Hello and thank you again.
> From [email protected] Mon Mar 6 08:49:55 2006
> On Mon, Mar 06, 2006 at 08:13:41AM -0800, Suzanne Wood wrote:
> > Thank you very much.
> > > > struct file fastcall *fget_light(unsigned int fd, int *fput_needed)
> > > > {
> > > > struct file *file;
> > > > struct files_struct *files = current->files;
> > > >
> > > > *fput_needed = 0;
> > > > if (likely((atomic_read(&files->count) == 1))) {
> > > > file = fcheck_files(files, fd);
> > > > } else {
> >
> > > This means that the fd table is not shared between threads.

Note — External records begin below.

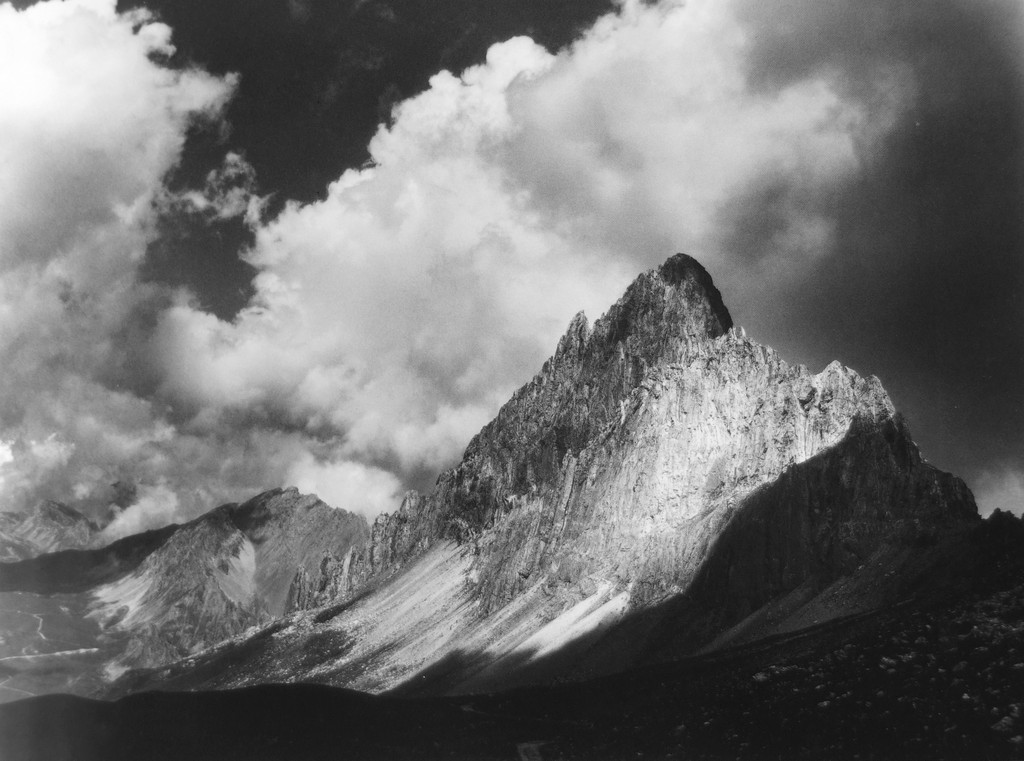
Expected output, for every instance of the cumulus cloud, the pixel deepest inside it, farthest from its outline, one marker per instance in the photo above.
(156, 506)
(395, 315)
(89, 125)
(391, 319)
(1000, 489)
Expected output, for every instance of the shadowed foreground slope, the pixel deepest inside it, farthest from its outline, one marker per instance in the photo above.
(935, 682)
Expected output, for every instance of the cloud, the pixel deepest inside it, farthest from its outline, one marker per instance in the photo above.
(90, 124)
(1000, 490)
(395, 315)
(391, 319)
(156, 506)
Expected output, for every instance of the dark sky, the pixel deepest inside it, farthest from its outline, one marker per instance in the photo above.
(851, 173)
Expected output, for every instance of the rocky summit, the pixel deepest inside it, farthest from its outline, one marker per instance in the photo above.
(674, 542)
(664, 487)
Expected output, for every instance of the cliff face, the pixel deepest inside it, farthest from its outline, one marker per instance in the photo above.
(219, 575)
(663, 484)
(627, 454)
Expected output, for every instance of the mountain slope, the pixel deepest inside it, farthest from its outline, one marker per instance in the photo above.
(47, 527)
(662, 478)
(156, 597)
(939, 682)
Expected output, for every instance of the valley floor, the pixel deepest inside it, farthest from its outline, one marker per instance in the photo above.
(942, 682)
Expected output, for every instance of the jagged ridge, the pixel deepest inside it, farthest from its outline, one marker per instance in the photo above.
(607, 492)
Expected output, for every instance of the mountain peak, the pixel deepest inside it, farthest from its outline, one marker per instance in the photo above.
(681, 267)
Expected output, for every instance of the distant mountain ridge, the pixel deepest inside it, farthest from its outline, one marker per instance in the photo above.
(46, 527)
(664, 483)
(159, 596)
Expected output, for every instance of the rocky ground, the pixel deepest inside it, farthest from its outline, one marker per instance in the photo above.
(936, 682)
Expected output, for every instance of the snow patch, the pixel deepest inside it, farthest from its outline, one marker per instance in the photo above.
(588, 616)
(120, 602)
(239, 582)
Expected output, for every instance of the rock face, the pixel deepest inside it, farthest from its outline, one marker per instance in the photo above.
(658, 482)
(77, 616)
(227, 571)
(630, 453)
(664, 484)
(47, 527)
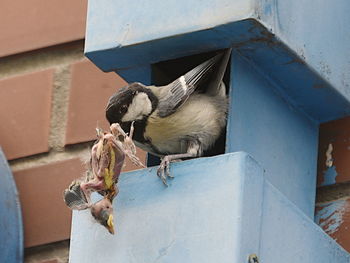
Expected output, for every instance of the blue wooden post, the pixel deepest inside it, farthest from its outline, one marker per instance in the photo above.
(286, 78)
(11, 227)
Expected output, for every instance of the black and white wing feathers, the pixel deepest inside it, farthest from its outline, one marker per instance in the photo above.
(176, 93)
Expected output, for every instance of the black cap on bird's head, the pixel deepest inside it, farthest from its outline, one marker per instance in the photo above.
(136, 101)
(102, 211)
(131, 103)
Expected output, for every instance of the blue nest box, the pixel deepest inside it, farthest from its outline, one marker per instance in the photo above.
(289, 72)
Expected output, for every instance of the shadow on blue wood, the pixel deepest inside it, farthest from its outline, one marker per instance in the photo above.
(122, 35)
(216, 209)
(279, 136)
(11, 227)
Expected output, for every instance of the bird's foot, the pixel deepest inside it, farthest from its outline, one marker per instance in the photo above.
(163, 171)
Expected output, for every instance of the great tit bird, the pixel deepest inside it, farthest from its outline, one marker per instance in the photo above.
(179, 120)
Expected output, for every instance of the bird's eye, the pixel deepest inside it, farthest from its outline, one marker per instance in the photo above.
(123, 109)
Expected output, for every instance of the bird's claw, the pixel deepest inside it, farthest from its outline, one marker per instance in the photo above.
(163, 171)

So,
> > > there can't be any race and no need to protect using
> > > rcu_read_lock()/rcu_read_unlock().
> >
> > Then why call fcheck_files() with the rcu_dereference() which would flag
> > an automated check for the need to mark a read-side critical section?

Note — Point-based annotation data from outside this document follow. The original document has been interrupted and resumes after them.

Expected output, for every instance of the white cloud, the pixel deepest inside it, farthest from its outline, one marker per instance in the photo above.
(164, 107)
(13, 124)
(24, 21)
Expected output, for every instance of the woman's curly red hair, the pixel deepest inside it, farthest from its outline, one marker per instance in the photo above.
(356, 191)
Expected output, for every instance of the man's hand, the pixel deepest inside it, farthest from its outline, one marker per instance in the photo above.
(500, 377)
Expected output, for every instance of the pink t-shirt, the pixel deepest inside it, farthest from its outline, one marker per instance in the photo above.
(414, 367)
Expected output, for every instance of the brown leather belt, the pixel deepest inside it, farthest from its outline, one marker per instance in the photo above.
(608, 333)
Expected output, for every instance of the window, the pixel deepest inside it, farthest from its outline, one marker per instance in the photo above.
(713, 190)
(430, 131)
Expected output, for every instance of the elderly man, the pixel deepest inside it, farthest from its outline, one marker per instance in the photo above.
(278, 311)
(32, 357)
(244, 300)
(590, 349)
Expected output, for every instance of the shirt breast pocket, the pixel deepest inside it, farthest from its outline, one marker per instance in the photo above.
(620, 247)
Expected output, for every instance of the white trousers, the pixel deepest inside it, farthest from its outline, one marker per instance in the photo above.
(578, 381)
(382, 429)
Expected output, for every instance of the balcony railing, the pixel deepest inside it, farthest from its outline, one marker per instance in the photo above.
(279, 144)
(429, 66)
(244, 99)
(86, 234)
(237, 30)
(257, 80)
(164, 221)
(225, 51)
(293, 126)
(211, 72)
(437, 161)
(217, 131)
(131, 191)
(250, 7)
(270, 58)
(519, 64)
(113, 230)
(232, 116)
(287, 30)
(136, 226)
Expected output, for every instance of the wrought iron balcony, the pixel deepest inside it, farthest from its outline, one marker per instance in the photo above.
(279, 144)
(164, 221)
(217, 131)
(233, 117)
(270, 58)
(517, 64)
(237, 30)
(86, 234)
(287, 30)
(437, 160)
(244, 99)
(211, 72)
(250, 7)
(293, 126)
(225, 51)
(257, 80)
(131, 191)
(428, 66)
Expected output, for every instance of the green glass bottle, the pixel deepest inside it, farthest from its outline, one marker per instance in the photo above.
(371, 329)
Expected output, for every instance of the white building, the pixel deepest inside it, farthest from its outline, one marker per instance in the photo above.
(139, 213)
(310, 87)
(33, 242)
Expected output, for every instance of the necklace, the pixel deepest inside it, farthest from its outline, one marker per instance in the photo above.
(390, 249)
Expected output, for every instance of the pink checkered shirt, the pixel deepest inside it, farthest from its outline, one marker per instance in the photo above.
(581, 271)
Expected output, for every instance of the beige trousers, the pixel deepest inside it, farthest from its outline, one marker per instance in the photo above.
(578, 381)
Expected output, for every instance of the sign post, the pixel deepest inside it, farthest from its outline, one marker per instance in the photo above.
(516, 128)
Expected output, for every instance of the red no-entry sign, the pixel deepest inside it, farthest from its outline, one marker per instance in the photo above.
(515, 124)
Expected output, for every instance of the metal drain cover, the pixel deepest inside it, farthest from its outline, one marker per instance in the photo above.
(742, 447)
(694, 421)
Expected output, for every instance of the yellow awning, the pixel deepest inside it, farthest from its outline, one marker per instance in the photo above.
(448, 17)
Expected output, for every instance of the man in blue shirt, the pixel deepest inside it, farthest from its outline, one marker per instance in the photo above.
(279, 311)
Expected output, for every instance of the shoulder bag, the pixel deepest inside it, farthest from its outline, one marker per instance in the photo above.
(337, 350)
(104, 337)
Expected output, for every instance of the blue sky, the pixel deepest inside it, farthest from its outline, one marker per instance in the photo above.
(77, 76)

> > Would it make sense to introduce the function that doesn't? The goal of
> > keeping the kernel small is balanced with clarity. The inconsistency of
> > how fcheck_files() is used within a single function (fget_light()) was
> > my opening question.
> Because rcu_dereference() hurts only alpha and we don't care about
> alpha :-)
> Just kidding!
> Good point about automated checkers. However, this isn't an
> uncommon thing in multi-threaded programs - can't the checker
> rules be written to take into account sharing and non-sharing of
> the object in question ?
Henzinger, et al., UC Berkeley, describe race checking on a
language for networked embedded systems NES-C using the atomic
keyword to delimit sections. (The rcu_read_lock() would be
similar in disallowing interrupts.) When flow-based analysis
returned false positives, the programmer could annotate the
code with "norace" and in practice all shared accesses were
put in atomic sections even if there were no actual race
conditions. To limit the number of atomic sections, the
UCB group modeled multiple threads, triggered hardware
interrupts and interleaved tasks and checked for safe access
and did manual corrections to the unsafe code.

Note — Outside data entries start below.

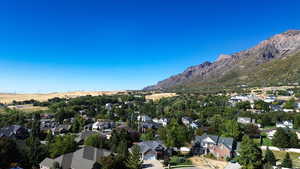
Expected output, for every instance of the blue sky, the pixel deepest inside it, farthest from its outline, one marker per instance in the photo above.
(62, 45)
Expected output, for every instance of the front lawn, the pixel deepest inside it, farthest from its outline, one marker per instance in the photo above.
(294, 156)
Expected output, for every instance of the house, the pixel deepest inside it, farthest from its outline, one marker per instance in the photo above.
(270, 99)
(220, 147)
(83, 135)
(162, 121)
(152, 150)
(245, 120)
(243, 98)
(61, 129)
(149, 125)
(100, 125)
(187, 121)
(284, 124)
(144, 118)
(108, 106)
(270, 134)
(14, 131)
(275, 107)
(84, 158)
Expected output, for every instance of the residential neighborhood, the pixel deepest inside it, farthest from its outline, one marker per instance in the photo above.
(76, 133)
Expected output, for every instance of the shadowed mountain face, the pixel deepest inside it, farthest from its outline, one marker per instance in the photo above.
(242, 67)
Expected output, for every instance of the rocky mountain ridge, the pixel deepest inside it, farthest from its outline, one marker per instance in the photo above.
(237, 65)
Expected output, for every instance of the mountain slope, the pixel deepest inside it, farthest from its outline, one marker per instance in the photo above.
(269, 61)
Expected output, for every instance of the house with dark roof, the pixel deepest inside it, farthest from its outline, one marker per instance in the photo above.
(14, 131)
(220, 147)
(152, 150)
(84, 158)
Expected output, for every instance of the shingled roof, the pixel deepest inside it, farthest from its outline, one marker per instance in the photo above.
(226, 141)
(83, 158)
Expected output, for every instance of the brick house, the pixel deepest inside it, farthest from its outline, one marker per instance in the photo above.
(220, 147)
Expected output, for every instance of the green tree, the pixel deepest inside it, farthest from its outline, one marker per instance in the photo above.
(122, 149)
(290, 104)
(62, 145)
(287, 161)
(174, 134)
(250, 154)
(293, 139)
(148, 135)
(134, 160)
(231, 129)
(280, 138)
(95, 140)
(216, 123)
(77, 125)
(297, 121)
(55, 165)
(270, 157)
(9, 153)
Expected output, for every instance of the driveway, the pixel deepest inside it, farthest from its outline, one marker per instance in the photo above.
(152, 164)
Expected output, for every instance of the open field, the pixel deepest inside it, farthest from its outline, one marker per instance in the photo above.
(9, 97)
(158, 96)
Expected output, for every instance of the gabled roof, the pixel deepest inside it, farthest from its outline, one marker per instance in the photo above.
(83, 158)
(226, 141)
(146, 146)
(10, 131)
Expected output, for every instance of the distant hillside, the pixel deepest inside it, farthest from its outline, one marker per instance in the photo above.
(9, 97)
(275, 60)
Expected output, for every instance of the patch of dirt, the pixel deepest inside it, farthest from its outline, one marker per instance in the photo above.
(10, 97)
(158, 96)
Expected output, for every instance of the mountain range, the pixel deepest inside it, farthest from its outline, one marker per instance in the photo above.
(272, 61)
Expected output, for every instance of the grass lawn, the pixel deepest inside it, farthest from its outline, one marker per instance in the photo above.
(294, 156)
(266, 141)
(28, 108)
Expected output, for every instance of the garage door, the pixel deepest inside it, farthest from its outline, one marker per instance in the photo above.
(150, 157)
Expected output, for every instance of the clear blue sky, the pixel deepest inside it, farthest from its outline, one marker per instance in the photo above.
(61, 45)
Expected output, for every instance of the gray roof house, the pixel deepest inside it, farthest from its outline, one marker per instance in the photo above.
(152, 150)
(220, 147)
(84, 158)
(14, 131)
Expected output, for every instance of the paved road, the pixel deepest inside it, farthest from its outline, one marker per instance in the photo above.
(152, 164)
(155, 164)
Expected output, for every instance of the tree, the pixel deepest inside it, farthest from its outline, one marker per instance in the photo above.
(243, 105)
(174, 134)
(293, 139)
(216, 122)
(231, 129)
(285, 139)
(122, 149)
(77, 125)
(9, 152)
(251, 130)
(290, 104)
(134, 160)
(297, 121)
(261, 105)
(250, 154)
(287, 161)
(55, 165)
(270, 157)
(280, 138)
(148, 135)
(95, 140)
(62, 145)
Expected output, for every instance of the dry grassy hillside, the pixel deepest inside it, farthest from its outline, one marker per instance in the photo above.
(9, 97)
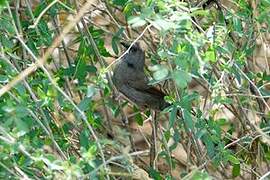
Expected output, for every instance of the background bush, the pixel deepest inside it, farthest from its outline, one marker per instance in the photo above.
(61, 118)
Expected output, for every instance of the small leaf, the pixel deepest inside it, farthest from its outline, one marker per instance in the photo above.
(161, 72)
(84, 104)
(172, 116)
(138, 116)
(91, 91)
(162, 24)
(236, 170)
(233, 159)
(181, 78)
(136, 22)
(21, 125)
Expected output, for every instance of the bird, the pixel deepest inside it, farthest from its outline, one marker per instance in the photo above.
(130, 79)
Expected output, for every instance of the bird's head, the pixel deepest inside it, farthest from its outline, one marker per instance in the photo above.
(135, 56)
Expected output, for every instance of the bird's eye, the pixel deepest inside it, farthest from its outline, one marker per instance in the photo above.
(133, 49)
(130, 65)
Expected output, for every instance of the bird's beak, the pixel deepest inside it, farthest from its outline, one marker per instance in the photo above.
(126, 45)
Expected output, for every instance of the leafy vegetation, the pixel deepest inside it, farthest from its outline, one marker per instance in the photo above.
(61, 117)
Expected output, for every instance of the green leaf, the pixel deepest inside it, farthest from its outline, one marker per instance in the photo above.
(160, 72)
(236, 170)
(85, 104)
(162, 24)
(120, 2)
(136, 21)
(210, 55)
(172, 117)
(233, 159)
(21, 125)
(188, 119)
(84, 139)
(91, 91)
(181, 78)
(138, 116)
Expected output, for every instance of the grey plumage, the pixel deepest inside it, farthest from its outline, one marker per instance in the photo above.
(129, 78)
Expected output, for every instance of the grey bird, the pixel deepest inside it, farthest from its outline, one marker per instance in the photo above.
(130, 79)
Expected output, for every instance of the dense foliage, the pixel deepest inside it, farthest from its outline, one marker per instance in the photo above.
(61, 117)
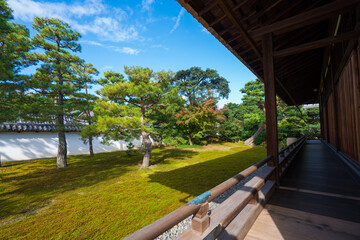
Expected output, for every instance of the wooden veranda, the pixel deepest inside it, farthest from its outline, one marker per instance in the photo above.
(305, 51)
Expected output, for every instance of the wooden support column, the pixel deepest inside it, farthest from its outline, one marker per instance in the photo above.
(335, 102)
(270, 102)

In fget_light(), the rcu_dereference() is apparently never
intended in the "if true" of the conditional where
(likely((atomic_read(&files->count) == 1), so only one file
descriptor is open for the current task at that instant. (A
child process could share that descriptor, but an unrelated
process would have its own file descriptor.)
But fget_light() does return the file pointer which _some_ of
the time does require rcu-protection, so hypothetically, a
checker flags it as unsafe if no rcu_read_lock() is in place
in a caller at some level and checking can proceed to other
locking.
The core premises have been that a path through the code
that contains rcu_dereference() or rcu_assign_pointer() is
matched to the assign/deref counterpart with the same struct
object type and the rcu_dereference() is nested in a read-side
critical section delimited by rcu_read_lock() and
rcu_read_unlock() used to determine the extent of the duration
of the struct at the address.
The pointer to the file struct that fcheck_files() returns is
rcu_dereference(fdt->fd[fd]) and open.c has fd_install() call
rcu_assign_pointer(fdt->fd[fd], file). In file_table.c,
file_free() calls call_rcu(&f->f_u.fu_rcuhead, file_free_rcu),
where the fu_rcuhead is a field of the file struct and
file_free_rcu() calls kmem_cache_free().
Thank you very much for your insights into the reasoning.